Single by DJ Khaled featuring Meek Mill, J Balvin, Lil Baby and Jeremih

from the album Father of Asahd
- Released: May 17, 2019
- Length: 4:35
- Label: We the Best; Epic; Sony Music;
- Songwriters: Khaled Khaled; Robert Williams; Jose Balvin; Dominique Jones; Jeremy Felton; Brittany Coney; Denisia Andrews; Ralph Middlebrooks; Clarence Satchell; William Beck; Leroy Bonner; Marshall Jones; Marvin Pierce; James Williams; Sergio George; Linda Caballero; Shirley Marte;
- Producers: DJ Khaled; Ben Billions; Rashad Smith;

DJ Khaled singles chronology
| "Just Us" (2019) | "You Stay" (2019) | "Wish Wish" (2019) |

Meek Mill singles chronology
| "100 Bands" (2019) | "You Stay" (2019) | "Backwards" (2019) |

J Balvin singles chronology
| "Mañana Es Too Late" (2019) | "You Stay" (2019) | "Ven y Hazlo Tú" (2019) |

Lil Baby singles chronology
| "Trap" (2019) | "You Stay" (2019) | "Phone Down" (2019) |

Jeremih singles chronology
| "The Light" (2019) | "You Stay" (2019) | "On Chill" (2019) |

Music video
- "You Stay" on YouTube

= You Stay =

"You Stay" is a song by American record producer DJ Khaled, featuring guest vocals from Colombian singer J Balvin and American musicians Meek Mill, Lil Baby, and Jeremih.
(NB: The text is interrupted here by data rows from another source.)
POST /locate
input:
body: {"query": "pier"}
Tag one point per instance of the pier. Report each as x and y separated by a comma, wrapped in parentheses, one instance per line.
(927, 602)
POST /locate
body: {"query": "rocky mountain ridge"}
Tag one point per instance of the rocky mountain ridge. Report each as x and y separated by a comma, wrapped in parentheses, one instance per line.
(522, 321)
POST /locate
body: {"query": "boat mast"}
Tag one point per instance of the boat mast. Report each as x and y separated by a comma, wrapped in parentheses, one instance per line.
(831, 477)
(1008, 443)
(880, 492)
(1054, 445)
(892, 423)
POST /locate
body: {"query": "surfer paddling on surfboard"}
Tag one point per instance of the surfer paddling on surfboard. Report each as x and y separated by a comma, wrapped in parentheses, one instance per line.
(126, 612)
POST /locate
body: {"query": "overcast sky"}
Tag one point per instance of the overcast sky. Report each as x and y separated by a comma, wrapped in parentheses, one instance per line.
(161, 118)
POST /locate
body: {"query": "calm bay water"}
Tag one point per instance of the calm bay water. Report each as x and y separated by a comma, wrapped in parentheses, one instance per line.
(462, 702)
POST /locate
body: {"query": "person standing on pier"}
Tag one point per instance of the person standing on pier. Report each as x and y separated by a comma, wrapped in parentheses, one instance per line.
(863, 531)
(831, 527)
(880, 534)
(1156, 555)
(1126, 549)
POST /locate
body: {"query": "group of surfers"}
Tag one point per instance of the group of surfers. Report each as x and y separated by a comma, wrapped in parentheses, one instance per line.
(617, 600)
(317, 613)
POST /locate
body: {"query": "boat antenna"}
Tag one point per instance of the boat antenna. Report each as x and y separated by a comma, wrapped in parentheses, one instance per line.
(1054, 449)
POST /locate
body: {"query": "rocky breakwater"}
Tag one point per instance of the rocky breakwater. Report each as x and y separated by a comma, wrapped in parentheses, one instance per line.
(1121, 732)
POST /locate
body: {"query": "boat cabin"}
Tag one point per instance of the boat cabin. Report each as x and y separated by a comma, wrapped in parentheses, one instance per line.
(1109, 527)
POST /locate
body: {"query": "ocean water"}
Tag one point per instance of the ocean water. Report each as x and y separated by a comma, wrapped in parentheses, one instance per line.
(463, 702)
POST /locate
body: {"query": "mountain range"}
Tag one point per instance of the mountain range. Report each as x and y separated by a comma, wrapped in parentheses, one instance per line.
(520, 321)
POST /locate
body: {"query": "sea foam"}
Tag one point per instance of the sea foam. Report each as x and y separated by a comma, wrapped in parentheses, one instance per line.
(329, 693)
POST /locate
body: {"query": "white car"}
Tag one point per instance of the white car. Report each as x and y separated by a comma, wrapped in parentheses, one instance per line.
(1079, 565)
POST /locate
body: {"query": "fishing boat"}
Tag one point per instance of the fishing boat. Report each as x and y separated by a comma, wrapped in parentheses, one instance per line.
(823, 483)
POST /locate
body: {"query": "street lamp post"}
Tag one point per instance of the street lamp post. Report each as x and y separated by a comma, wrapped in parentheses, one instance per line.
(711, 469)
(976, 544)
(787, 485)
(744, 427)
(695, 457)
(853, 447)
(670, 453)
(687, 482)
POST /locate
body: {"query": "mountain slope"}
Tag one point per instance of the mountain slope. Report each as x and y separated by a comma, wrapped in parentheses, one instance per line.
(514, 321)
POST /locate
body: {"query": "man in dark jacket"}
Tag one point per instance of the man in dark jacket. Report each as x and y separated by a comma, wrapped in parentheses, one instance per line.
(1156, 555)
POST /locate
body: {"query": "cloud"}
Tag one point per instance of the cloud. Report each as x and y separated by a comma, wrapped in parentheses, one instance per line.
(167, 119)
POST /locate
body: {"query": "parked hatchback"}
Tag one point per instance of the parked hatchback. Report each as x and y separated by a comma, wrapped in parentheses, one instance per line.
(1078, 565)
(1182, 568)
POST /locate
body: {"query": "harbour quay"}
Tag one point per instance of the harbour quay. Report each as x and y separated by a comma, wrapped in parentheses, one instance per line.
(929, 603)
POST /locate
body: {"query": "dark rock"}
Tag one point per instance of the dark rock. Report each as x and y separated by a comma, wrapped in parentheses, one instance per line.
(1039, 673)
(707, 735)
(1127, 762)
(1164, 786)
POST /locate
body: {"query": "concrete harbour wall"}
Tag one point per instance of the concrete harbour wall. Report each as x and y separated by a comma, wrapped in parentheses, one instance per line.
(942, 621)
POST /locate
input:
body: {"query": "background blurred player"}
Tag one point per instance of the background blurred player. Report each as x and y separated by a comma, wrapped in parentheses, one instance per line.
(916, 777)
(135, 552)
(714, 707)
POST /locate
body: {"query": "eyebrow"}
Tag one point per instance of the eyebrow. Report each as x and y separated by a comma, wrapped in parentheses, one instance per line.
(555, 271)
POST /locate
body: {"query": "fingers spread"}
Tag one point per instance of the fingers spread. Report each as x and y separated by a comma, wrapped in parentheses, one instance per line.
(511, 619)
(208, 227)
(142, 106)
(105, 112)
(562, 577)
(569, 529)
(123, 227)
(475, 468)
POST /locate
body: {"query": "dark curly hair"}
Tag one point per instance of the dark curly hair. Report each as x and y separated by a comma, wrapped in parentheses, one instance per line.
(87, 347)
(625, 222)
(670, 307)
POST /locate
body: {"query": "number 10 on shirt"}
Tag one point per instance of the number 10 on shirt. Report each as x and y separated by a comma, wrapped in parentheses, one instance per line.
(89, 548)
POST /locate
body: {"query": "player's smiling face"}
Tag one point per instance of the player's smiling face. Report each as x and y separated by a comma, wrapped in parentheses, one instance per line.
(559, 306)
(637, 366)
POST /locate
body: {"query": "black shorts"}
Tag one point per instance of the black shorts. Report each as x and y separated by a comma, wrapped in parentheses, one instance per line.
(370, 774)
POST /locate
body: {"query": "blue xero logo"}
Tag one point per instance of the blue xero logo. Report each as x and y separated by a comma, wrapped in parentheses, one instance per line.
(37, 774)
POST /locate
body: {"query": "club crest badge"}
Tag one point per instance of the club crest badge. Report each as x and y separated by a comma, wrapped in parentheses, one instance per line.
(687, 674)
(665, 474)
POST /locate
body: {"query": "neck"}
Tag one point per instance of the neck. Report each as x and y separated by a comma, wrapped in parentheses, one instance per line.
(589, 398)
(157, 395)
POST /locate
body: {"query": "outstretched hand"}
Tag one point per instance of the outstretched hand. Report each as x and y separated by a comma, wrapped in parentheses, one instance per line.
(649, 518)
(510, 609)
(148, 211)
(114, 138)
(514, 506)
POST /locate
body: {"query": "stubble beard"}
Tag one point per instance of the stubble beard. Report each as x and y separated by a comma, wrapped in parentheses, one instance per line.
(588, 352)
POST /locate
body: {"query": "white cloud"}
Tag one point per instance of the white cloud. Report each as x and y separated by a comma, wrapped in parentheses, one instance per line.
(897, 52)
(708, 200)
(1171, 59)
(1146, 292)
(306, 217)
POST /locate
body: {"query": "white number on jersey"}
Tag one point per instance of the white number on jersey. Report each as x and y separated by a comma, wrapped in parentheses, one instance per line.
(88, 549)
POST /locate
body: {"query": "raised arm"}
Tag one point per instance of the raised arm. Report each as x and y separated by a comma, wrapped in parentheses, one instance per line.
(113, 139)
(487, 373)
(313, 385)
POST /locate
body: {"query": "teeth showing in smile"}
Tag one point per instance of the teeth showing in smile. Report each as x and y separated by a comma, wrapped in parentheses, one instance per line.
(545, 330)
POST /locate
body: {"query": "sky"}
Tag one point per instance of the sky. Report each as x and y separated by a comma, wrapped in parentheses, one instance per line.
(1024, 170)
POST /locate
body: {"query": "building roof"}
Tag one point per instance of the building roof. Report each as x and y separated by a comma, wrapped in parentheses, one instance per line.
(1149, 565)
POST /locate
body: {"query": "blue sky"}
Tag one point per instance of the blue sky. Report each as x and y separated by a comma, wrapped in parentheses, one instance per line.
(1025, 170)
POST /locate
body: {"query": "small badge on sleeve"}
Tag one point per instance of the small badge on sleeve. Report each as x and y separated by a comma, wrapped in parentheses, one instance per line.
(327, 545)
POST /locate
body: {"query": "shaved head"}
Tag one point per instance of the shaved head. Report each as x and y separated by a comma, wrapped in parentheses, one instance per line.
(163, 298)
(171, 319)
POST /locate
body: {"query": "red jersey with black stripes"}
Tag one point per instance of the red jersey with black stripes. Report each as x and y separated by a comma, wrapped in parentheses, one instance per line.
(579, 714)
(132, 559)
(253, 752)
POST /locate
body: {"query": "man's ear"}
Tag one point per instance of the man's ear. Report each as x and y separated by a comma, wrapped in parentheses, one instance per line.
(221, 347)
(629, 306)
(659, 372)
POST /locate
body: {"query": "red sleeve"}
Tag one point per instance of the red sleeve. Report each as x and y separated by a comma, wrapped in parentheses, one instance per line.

Released on May 17, 2019, it is the fifth single from Khaled's eleventh studio album Father of Asahd (2019).

==Composition==
The song samples "No Me Conviene" by Puerto Rican singer India and interpolates "Señorita" by American rapper Puff Daddy, which also samples the song. Jeremih sings the hook and a verse, with Meek Mill, Lil Baby and J Balvin provide verses. Lyrically, they ask women why they are still loyal to them when their significant other has not treated them well.

==Music video==
A music video for the song was released on May 18, 2019. It was directed by DJ Khaled, Eif Rivera, and Ivan Berrios, and shows a party at Khaled's mansion in Miami, where the artists hang out surrounded by women. The artists are shown "strutting through the home's marble floors, poolside, and courtyard, all wearing an assortment of colorful suits." The video features a cameo from Turkish butcher Salt Bae, who launches a slice of meat into Khaled's mouth.

==Charts==

| Chart (2019) | Peak position |
|---|---|
| Canada Hot 100 (Billboard) | 63 |
| France Downloads (SNEP) | 198 |
| US Billboard Hot 100 | 44 |
| US Hot R&B/Hip-Hop Songs (Billboard) | 19 |
| US Rhythmic Airplay (Billboard) | 25 |

==Certifications==

| Region | Certification | Certified units/sales |
| United States (RIAA) | Platinum | 1,000,000^{‡} |
^{‡} Sales+streaming figures based on certification alone.